FICHE QUESTION
10ème législature
Question N° : 46886  de  M.   Fromet Michel ( Socialiste - Loir-et-Cher ) QE
Ministère interrogé :  agriculture, pêche et alimentation
Ministère attributaire :  agriculture, pêche et alimentation
Question publiée au JO le :  30/12/1996  page :  6810
Réponse publiée au JO le :  17/03/1997  page :  1341
Rubrique :  Bois et forets
Tête d'analyse :  Politique forestiere
Analyse :  Bilan et perspectives
Texte de la QUESTION : M. Michel Fromet attire l'attention de M. le ministre de l'agriculture, de la peche et de l'alimentation sur les consequences de la progression des surfaces boisees.

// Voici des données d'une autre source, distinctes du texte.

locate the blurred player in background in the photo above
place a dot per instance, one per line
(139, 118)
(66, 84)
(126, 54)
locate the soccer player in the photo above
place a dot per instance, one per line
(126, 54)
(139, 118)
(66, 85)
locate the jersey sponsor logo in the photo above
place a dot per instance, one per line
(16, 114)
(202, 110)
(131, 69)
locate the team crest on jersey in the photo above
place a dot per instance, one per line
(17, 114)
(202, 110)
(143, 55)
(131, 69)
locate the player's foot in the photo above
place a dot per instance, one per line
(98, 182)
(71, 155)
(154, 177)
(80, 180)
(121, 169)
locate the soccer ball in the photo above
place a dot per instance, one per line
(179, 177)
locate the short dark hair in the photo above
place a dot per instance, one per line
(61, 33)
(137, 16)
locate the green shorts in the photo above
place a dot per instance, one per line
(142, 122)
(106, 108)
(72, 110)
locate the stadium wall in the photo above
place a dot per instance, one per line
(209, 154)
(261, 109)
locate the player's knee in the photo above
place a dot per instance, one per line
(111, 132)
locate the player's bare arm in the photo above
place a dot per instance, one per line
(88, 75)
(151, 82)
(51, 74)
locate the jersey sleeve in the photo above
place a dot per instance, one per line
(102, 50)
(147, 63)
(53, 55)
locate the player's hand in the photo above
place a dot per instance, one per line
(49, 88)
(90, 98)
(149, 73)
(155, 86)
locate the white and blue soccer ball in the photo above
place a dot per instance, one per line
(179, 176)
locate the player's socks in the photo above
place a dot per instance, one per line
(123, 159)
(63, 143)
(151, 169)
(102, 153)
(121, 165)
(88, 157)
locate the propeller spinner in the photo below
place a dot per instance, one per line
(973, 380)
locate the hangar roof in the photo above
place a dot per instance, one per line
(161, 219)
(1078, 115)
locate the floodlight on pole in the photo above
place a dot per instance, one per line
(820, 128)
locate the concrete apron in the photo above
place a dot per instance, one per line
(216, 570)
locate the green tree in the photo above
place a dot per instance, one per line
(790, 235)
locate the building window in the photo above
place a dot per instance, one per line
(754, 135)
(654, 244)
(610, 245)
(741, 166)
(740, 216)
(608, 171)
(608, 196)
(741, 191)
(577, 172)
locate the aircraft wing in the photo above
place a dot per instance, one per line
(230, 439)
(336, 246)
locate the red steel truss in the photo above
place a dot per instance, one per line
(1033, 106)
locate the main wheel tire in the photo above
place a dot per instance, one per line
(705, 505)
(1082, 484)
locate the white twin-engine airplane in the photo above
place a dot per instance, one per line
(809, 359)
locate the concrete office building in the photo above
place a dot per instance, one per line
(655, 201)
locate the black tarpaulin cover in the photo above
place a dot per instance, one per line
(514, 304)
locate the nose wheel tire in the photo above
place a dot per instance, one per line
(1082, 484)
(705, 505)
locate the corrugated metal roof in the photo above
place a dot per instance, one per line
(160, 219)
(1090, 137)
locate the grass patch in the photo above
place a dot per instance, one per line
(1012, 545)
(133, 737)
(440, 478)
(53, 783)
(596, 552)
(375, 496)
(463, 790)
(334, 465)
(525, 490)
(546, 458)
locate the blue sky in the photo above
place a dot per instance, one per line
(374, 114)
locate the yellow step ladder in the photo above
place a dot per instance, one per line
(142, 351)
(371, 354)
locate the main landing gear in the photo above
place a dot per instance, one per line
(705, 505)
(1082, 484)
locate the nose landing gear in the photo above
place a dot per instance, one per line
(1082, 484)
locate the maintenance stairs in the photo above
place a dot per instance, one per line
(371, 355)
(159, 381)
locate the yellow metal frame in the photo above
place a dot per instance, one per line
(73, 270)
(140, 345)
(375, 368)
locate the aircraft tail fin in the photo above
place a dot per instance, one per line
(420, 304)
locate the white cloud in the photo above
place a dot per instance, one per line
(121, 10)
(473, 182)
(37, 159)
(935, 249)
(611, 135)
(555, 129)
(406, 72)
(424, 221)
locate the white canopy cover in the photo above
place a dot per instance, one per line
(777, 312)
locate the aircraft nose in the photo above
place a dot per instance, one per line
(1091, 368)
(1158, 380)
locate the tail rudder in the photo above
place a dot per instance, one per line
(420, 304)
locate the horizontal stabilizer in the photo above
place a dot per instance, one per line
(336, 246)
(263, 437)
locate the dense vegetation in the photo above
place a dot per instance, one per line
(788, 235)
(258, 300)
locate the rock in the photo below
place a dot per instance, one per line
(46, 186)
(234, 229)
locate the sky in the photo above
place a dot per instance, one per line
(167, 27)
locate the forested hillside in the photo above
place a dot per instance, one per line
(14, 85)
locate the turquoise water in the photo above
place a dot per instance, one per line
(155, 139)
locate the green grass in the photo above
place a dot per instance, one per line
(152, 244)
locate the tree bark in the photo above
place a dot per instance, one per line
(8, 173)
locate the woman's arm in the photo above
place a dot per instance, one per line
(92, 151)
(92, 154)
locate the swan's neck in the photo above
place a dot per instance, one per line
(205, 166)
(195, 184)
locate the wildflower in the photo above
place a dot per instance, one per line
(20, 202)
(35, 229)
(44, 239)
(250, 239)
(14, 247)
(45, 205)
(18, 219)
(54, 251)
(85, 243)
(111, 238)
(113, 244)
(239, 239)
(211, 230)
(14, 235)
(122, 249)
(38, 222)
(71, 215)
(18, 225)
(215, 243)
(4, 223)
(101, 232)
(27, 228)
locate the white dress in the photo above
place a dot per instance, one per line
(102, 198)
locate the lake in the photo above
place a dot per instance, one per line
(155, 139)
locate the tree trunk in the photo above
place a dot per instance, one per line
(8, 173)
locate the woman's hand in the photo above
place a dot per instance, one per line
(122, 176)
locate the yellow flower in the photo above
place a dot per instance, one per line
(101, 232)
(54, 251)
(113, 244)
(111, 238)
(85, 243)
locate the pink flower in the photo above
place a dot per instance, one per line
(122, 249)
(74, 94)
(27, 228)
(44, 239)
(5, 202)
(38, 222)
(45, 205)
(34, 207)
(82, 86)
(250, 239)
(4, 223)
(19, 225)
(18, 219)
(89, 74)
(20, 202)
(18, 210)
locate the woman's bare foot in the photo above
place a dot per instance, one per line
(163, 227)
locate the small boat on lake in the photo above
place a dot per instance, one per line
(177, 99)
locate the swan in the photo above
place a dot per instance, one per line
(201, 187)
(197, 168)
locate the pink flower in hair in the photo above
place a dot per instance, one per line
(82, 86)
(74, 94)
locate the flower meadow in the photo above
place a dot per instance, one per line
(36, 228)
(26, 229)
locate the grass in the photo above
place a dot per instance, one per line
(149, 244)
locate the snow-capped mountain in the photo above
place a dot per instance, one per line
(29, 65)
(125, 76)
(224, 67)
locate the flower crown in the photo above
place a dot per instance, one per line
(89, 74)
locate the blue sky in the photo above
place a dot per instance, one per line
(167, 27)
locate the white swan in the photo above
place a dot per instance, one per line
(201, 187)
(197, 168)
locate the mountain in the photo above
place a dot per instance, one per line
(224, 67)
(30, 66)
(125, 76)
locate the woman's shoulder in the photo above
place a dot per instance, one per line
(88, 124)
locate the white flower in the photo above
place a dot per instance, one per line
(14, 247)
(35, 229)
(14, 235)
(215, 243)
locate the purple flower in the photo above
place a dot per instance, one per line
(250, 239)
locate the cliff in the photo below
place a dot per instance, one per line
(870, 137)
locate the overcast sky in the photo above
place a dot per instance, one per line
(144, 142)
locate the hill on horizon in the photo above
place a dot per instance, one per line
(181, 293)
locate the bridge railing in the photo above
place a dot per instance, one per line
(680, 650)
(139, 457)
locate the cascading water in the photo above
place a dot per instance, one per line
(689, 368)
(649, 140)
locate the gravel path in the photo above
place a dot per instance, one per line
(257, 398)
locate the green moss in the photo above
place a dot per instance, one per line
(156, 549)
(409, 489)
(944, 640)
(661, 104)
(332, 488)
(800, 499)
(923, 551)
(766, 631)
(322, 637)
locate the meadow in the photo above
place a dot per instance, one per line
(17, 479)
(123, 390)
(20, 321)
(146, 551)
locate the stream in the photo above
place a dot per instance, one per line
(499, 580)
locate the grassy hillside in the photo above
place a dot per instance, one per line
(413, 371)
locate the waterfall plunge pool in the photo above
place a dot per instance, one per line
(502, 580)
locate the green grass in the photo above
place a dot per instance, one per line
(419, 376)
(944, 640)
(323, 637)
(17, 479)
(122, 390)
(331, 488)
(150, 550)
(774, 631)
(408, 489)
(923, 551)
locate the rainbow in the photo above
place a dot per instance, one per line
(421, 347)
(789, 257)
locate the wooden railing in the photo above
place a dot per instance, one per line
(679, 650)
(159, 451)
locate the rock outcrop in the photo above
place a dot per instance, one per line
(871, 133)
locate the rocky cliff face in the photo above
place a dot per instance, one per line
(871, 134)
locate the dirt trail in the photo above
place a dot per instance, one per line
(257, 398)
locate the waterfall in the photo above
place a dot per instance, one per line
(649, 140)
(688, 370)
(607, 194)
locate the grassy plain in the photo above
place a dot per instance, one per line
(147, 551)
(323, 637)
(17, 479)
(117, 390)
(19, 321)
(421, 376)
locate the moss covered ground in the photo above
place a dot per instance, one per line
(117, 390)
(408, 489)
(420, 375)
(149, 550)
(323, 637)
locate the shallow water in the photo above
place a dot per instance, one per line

En effet, alors qu'a l'echelle de la planete les forets cedent du terrain, en France les surfaces boisees ne cessent d'augmenter. Quatre millions d'hectares supplementaires ont ete conquis depuis les annees cinquante : la surface de la foret francaise (hors ses possessions en Guyane) atteint aujourd'hui 15 millions d'hectares, soit plus du quart de la surface totale du territoire. Inversement, la surface agricole reellement utilisee est passee de 33,46 millions d'hectares en 1950 a 30,05 en 1995. Le reste des prairies et des champs disparus est aujourd'hui en friche ou a ete devore par l'urbanisation, les autoroutes ou les zones industrielles. Bien que l'augmentation des surfaces boisees soit positive en termes d'environnement, on peut observer que, de plus en plus, cette croissance s'opere au detriment de l'activite agricole, des champs et des prairies, ainsi que des paysages. On assiste ainsi a un phenomene de deprise agricole, a un mouvement d'abandon du territoire qui precipite le declin economique, le depart des hommes et la desertification dans certaines regions. Il apparait donc necessaire de recreer un nouvel equilibre sur le territoire national entre les surfaces boisees et les surfaces agricoles pour inverser la tendance a la desertification qui accompagne l'avancee de la foret. Il lui demande donc quelles sont les mesures envisagees pour assurer un meilleur equilibre entre surfaces boisees et terres agricoles.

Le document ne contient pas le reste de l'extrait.